Co-watch

CoWatch — Long-Distance Co-Watching & Streaming App

Private, synchronized virtual rooms where long-distance couples and small groups of friends watch videos together — drift-free playback sync, intimate real-time chat, and a floating P2P voice/video overlay.

Built with Next.js (App Router) · React (plain JavaScript, no TypeScript) · Tailwind CSS · Socket.IO · WebRTC (simple-peer) · Zustand.

Quick start

# 1. install
npm install

# 2. configure (optional for local dev — defaults work as-is)
cp .env.local.example .env.local

# 3. run (custom server hosts Next.js + Socket.IO on one port)
npm run dev          # http://localhost:3000

# production
npm run build
npm start

Open two browser windows (or two devices), create a room in one, click Copy invite link, and open it in the other. Paste a YouTube or direct-video link and press play.

Why npm run dev runs server.js: Socket.IO needs a long-lived handle on the Node HTTP server, which App Router route handlers cannot provide. A thin custom server (server.js) co-hosts Next.js and Socket.IO on one port.
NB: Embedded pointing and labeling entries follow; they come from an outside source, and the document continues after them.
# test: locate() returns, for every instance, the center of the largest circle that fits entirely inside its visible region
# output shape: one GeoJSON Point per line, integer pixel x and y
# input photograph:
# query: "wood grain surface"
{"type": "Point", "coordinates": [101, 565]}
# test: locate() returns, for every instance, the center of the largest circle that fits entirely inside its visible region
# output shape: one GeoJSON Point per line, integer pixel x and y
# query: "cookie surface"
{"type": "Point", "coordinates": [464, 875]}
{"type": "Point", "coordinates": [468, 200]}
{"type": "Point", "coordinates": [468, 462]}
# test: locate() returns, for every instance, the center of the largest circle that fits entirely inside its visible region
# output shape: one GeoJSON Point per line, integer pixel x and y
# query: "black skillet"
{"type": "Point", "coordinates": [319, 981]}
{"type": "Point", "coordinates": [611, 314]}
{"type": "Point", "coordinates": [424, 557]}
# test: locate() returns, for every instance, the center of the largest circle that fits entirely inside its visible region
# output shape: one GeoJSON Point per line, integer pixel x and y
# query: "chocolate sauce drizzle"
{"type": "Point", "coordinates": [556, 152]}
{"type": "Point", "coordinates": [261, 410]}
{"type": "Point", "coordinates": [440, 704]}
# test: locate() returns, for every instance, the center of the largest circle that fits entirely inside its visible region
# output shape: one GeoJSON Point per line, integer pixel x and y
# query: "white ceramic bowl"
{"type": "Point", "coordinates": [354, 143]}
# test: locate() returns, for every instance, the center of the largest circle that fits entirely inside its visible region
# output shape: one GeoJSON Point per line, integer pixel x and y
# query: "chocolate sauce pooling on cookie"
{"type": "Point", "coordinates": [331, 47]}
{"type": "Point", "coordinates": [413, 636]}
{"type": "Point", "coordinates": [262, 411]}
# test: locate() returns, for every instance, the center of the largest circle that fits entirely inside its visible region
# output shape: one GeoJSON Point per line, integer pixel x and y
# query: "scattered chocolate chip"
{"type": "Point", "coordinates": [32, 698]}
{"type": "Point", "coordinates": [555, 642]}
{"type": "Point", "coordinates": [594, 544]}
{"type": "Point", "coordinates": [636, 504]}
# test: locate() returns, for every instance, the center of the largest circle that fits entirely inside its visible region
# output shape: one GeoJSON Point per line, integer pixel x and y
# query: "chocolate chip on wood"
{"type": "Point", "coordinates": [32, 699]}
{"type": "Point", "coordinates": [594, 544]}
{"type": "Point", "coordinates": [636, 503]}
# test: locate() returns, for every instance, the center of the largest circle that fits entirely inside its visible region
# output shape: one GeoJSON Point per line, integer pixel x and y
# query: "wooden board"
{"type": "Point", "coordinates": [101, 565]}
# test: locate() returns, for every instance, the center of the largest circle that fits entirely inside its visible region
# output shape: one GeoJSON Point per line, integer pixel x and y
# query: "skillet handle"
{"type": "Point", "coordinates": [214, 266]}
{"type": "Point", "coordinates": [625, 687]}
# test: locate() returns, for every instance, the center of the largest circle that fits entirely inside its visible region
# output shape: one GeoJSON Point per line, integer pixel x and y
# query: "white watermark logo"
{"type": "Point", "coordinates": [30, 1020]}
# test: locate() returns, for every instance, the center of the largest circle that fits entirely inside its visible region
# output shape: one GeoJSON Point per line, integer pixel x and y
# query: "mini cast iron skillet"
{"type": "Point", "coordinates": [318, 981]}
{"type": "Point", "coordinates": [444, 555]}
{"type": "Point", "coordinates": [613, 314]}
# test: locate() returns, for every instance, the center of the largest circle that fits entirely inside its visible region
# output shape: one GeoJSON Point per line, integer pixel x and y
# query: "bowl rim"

The live signaling endpoint is /api/socketio.

Deploying to Railway

This app needs a long-running Node process (for the persistent Socket.IO server), so it deploys to Railway — not to serverless platforms like Vercel, which cannot host a custom server or a persistent WebSocket io instance.

Push this repo to GitHub.
On railway.app: New Project → Deploy from GitHub repo and pick this repo.
Railway reads railway.json and runs npm run build then npm start automatically.
Settings → Networking → Generate Domain to get a public URL.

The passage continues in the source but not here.